Pour la même raison, la très sainte Vierge se dit semblable au platane qui s'élève le long de
la route, au bord d'un courant d'eau. Le platane est un nouvel emblême de la protection
dont Marie favorise ceux qui se réfugient auprès d'elle ; car, selon la remarque du cardinal
Hugues, cet arbre a des feuilles en forme de boucliers. Le bienheureux Amédée donne une
autre explication : comme le feuillage du platane met les voyageurs à couvert du soleil et
de la pluie, ainsi, dit-il, Marie nous offre sous son manteau royal un abri contre l'ardeur
des passions et la violence des tentations.

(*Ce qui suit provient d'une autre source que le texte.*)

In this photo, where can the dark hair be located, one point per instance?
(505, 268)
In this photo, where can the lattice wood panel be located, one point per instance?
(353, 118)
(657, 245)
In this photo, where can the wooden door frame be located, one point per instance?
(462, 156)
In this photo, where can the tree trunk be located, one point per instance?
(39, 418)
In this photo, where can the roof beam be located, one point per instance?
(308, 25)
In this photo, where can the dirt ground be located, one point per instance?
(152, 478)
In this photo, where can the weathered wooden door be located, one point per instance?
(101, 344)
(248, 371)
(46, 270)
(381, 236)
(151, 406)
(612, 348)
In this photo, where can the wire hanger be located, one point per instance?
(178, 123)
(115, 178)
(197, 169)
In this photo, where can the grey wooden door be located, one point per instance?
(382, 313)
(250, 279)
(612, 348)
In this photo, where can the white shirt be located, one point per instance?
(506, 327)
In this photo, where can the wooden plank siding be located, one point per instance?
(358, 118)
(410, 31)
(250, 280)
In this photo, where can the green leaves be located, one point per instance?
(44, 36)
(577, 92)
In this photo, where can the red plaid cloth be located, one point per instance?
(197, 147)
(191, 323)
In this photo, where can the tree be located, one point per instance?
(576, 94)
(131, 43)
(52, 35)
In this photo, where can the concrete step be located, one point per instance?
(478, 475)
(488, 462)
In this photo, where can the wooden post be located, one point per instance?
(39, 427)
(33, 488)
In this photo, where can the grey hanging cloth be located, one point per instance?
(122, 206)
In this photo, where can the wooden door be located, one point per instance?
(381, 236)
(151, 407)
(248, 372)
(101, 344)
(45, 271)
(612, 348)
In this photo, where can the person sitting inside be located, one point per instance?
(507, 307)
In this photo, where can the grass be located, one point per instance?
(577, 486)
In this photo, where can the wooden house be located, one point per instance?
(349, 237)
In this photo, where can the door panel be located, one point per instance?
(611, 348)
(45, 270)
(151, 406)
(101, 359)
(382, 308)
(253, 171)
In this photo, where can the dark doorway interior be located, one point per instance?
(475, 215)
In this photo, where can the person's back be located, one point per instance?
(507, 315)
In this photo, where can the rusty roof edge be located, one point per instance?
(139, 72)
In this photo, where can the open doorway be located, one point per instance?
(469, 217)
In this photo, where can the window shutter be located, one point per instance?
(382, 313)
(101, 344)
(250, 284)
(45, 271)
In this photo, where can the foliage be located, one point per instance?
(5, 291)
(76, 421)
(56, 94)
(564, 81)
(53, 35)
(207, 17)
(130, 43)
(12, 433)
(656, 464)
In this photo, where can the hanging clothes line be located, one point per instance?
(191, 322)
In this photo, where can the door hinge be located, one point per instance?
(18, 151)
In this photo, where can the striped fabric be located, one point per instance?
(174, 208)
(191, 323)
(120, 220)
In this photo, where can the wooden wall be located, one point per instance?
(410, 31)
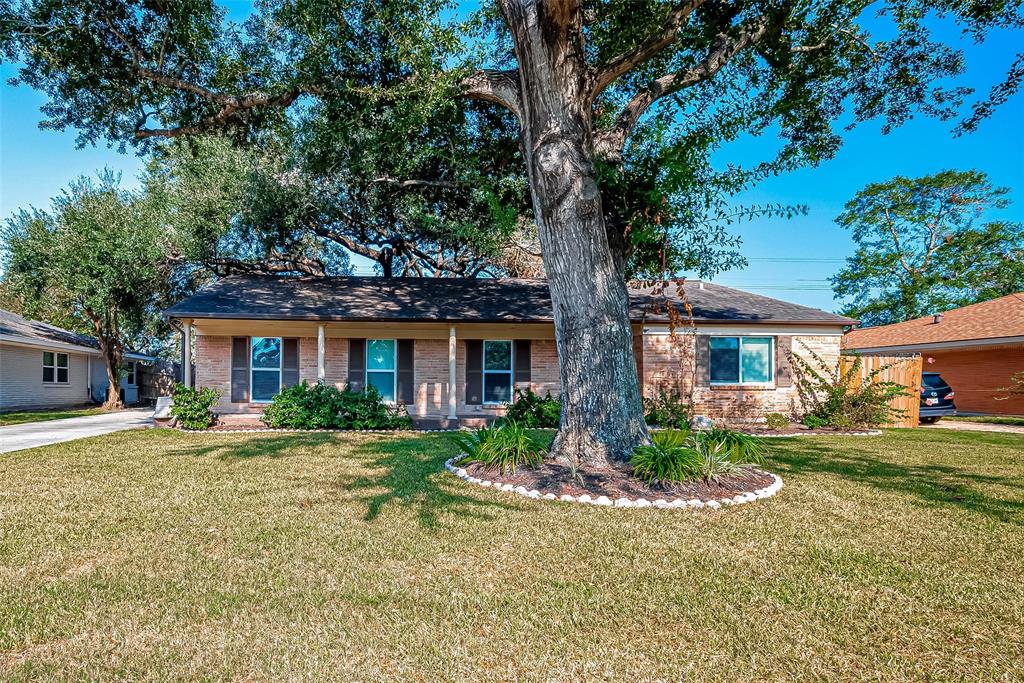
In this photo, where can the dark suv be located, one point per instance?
(936, 398)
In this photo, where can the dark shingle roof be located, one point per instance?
(442, 299)
(15, 326)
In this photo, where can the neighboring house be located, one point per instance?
(976, 349)
(454, 349)
(42, 366)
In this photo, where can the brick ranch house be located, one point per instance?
(453, 350)
(976, 349)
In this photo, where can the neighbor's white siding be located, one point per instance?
(22, 380)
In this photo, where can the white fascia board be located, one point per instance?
(933, 346)
(753, 330)
(29, 342)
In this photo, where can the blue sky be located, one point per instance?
(788, 259)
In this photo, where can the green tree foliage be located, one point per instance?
(924, 247)
(96, 263)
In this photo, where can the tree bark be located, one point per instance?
(602, 415)
(113, 359)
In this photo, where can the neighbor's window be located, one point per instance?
(265, 369)
(497, 372)
(54, 368)
(741, 359)
(380, 366)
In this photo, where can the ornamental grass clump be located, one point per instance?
(671, 458)
(503, 447)
(680, 456)
(535, 412)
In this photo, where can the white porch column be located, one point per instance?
(186, 341)
(453, 394)
(321, 353)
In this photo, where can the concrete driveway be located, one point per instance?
(32, 434)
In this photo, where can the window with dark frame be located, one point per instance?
(498, 380)
(55, 368)
(265, 380)
(382, 366)
(742, 360)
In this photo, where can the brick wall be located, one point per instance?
(665, 361)
(669, 363)
(977, 376)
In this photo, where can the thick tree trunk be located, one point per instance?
(602, 415)
(113, 360)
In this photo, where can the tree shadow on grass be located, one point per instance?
(245, 447)
(410, 471)
(933, 483)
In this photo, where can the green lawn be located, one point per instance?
(990, 419)
(43, 416)
(158, 555)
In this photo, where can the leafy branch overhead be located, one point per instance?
(927, 245)
(360, 94)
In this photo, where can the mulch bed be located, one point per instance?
(616, 481)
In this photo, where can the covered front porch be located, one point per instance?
(443, 374)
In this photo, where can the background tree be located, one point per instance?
(583, 80)
(95, 264)
(923, 247)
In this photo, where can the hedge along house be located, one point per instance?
(454, 351)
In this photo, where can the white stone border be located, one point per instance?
(260, 430)
(678, 503)
(866, 432)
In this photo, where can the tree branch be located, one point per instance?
(609, 142)
(628, 60)
(501, 87)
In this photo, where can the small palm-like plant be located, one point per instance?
(678, 456)
(504, 447)
(738, 446)
(669, 459)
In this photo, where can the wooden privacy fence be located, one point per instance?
(903, 370)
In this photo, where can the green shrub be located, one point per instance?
(680, 456)
(668, 410)
(324, 407)
(192, 407)
(671, 458)
(532, 412)
(738, 446)
(832, 397)
(504, 447)
(812, 421)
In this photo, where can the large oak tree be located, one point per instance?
(583, 80)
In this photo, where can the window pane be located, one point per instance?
(384, 383)
(724, 358)
(265, 384)
(498, 355)
(756, 359)
(380, 354)
(497, 387)
(266, 352)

Malheur aux âmes qui se privent de cet abri salutaire, en négligeant
d'honorer Marie et de l'invoquer dans les occasions dangereuses ! Si le soleil cessait de paraître,
dit saint Bernard, que deviendrait le monde, sinon un chaos de ténèbres et un lieu plein
d'horreur ? Qu'une âme perde la dévotion à Marie, aussitôt elle sera remplie de ténèbres, et de
ces ténèbres dont l'Esprit-Saint dit qu'elles permettent aux bêtes sauvages de rôder en
toute liberté. Dès qu'une âme n'est plus éclairée de la divine lumière, la nuit s'y fait et elle
devient le repaire de tous les péchés et des démons. De là ce cri de saint Anselme : " Malheur
à ceux qui méprisent la lumière du Soleil ", c'est-à-dire la dévotion envers Marie !
Saint François
de Borgia craignait avec raison pour la persévérance de ceux en qui il ne trouvait pas
une dévotion particulière envers la bienheureuse Vierge. S'entretenant un jour avec des novices,
il voulut savoir d'eux à quel saint chacun était surtout dévot, et, s'apercevant
que quelques-uns manquaient de cette dévotion spéciale à Marie, il avertit le maître
des novices de surveiller plus attentivement ces pauvres jeunes gens ; or, qu'arriva-t-il ? tous
perdirent malheureusement leur vocation et quittèrent l'institut.
Ce n'est donc pas à tort
que saint Germain proclame Marie la Respiration des chrétiens ; en effet, comme le corps ne peut vivre sans respirer,
de même l'âme ne peut vivre sans recourir et se recommander à cette divine Mère, par le moyen de qui nous naissons
à la vie de la grâce et nous la conservons sûrement. Voici les propres termes du saint :
" De
même que la respiration n'est pas seulement le signe, mais encore la cause de la vie
corporelle ; ainsi le nom de Marie, que les serviteurs de Dieu ont sans cesse sur les lèvres,
est tout à la fois une preuve qu'ils ont la vie spirituelle, et un moyen qui produit et conserve
en eux cette vie, et leur attire toute sorte de biens ".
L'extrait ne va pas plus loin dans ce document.